With a new world order shaped by the novel coronavirus pandemic, many of us are stuck inside our homes trying not to go insane from lack of human interaction, while helplessly waiting for a deadly disease to potentially ravage ourselves, our loved ones, and our livelihoods. People who have lost their jobs can't even hug their older parents for comfort right now, lest they risk infection as a potential asymptomatic carrier; restaurants are shut down; grocery store shelves are empty. And now we've just learned that a couple senators who knew all of this was going to happen weeks before we did preemptively sold massive parts of their stock portfolio and then deliberately kept the rest of us in the dark.

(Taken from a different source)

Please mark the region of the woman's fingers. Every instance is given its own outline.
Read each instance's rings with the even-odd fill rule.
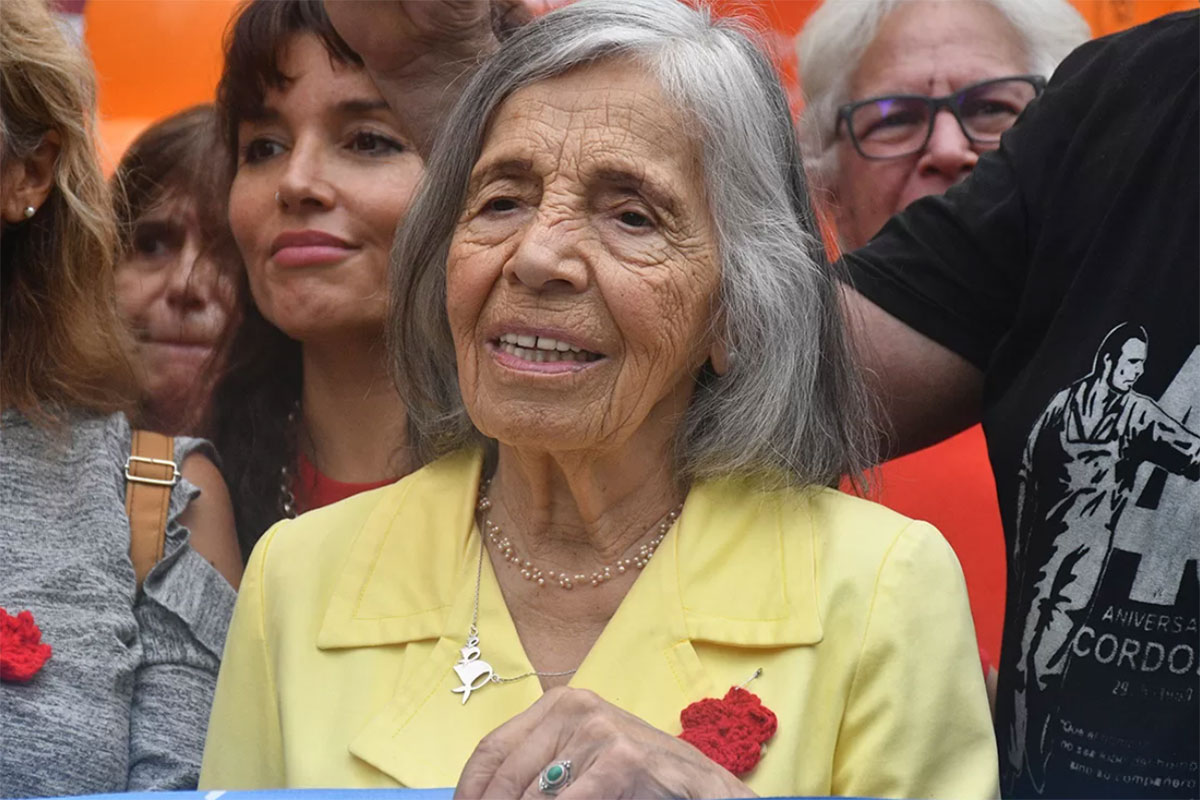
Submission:
[[[458,778],[454,789],[456,800],[520,796],[527,781],[513,776],[530,769],[530,763],[536,763],[533,769],[540,771],[554,758],[558,742],[557,736],[551,735],[551,728],[556,733],[561,730],[561,723],[554,724],[551,710],[565,691],[551,689],[532,706],[483,737]],[[507,764],[510,759],[513,763]],[[496,784],[497,776],[506,790]]]
[[[542,771],[570,761],[564,800],[585,797],[750,797],[700,751],[592,692],[553,689],[471,754],[454,796],[544,800]]]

The Americans that didn't receive Senate briefings on the coronavirus are doing very badly financially. Small businesses are shutting down. A whopping 70,000 Americans applied for unemployment benefits last week due to coronavirus-related layoffs-the highest number since September 2017. And stocks fell into the red, once again, on Friday after New York governor Andrew Cuomo announced on his daily press briefing that the state's workforce, except for essential personnel, must stay at home. But Republican senators Richard Burr of North Carolina and Kelly Loeffler of Georgia are sitting on fresh piles of money, having sold off six and seven figures worth of stocks, respectively, after the Senate received briefings on the approaching pandemic and right before those stocks started to tumble.

On January 24, the day of the Senate Health Committee's coronavirus briefing, Loeffler, who is the wealthiest member of Congress with an estimated $500 million net worth, even bought some new stocks in teleworking software-one of the only industries, conveniently, that has seen a bump from the crisis as everyone is being forced to work and socialize remotely. (A few other senators, including Democrat Diane Feinstein, sold stocks around the same time, but those transactions appear less suspicious, as Daily Beast reporter Lachlan Markay details in this thread.)

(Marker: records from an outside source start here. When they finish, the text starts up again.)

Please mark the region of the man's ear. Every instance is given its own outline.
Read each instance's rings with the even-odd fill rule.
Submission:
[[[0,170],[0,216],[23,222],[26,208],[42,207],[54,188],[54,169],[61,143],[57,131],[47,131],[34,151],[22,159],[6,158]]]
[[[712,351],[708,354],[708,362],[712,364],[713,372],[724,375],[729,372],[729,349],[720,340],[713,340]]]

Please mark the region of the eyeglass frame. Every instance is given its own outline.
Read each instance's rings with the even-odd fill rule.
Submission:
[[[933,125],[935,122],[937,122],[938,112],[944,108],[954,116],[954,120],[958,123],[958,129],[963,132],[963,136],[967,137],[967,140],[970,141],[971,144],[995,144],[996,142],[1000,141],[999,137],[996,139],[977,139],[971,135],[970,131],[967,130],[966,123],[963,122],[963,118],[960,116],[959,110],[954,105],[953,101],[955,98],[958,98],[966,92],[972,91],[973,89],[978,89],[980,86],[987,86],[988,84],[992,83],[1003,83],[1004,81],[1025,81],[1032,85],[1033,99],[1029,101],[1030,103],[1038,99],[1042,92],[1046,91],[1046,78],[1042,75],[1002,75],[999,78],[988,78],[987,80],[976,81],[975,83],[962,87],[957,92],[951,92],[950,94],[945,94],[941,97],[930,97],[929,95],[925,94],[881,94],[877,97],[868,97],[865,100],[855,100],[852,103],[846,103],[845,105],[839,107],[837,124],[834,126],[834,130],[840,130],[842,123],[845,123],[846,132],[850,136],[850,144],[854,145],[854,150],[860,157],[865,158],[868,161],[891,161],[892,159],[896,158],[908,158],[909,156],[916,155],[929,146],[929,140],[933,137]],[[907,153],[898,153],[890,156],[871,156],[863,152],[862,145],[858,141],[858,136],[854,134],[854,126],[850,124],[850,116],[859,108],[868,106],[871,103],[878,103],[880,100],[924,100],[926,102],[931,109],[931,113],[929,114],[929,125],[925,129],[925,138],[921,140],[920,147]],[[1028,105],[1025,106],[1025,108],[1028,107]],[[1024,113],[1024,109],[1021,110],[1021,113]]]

Insider trading in Congress is not a new phenomenon. Several members have been accused of the practice even since 2012 when President Barack Obama signed the Stop Trading On Congressional Knowledge (STOCK) Act, which banned it. (Burr, incidentally, voted against that legislation.) In 2018, senator Jim Inhofe, Chairman of the Senate Armed Services Committee, raised eyebrows when he bought tens of thousands of dollars of stock in Raytheon, a massive defense contractor, right after successfully lobbying the Trump administration to raise military spending. He used the same dubious defense at the time that Burr and Loeffler are using now, which is that a third-party advisor was managing his investments and so he hadn't made the purchases himself. It's difficult to prove otherwise, without tracking a member's every move, text, and phone call, which is why they almost always get away with it.

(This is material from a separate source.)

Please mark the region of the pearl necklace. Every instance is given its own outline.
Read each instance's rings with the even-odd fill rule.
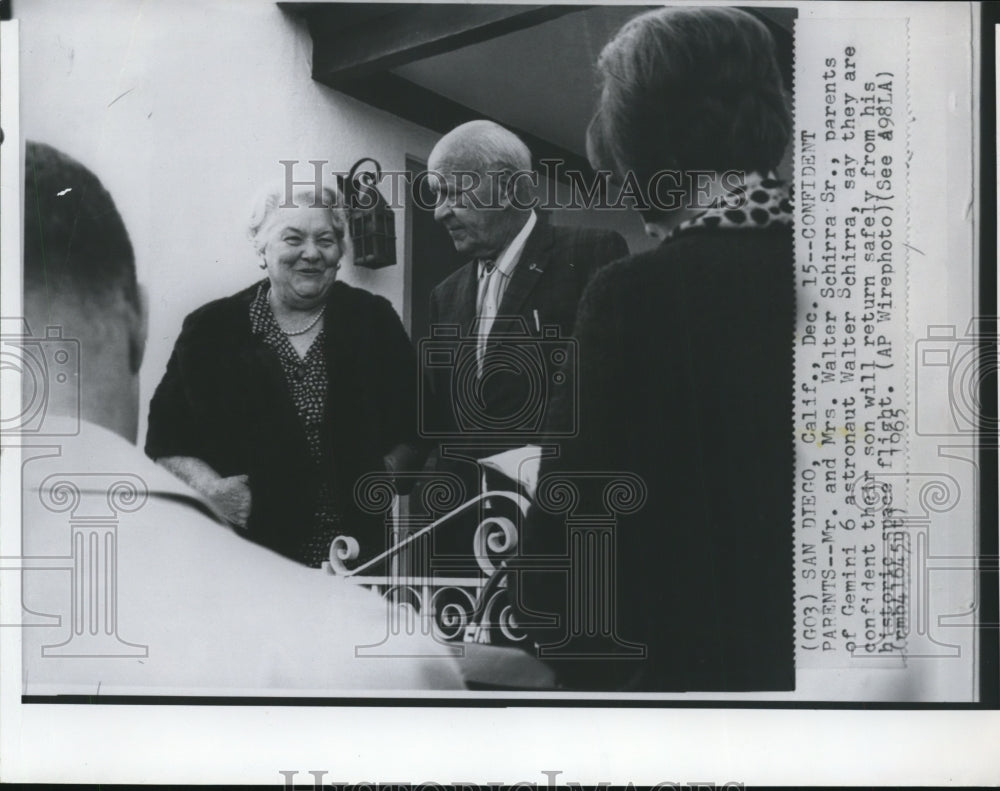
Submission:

There's something far more insidious, though, about lawmakers using a deadly viral outbreak for self-gain. Trump bailed out the hotel industry as a current hotel owner and Jared Kushner's brother's health technology company is getting in the testing kit game. And senators are hoarding vital information about the pandemic that could really benefit the public at large and using it to game the stock market. Perhaps it took this level of cravenness to lay bare the reality that it's not enough to ban insider trading; politicians should have no skin in the game at all. New York representative Alexandria Ocasio-Cortez was right when she tweeted Friday that members of Congress "should not be allowed to own individual stock. We are here to serve the public, not to profiteer. It's shocking that it's even been allowed up to this point."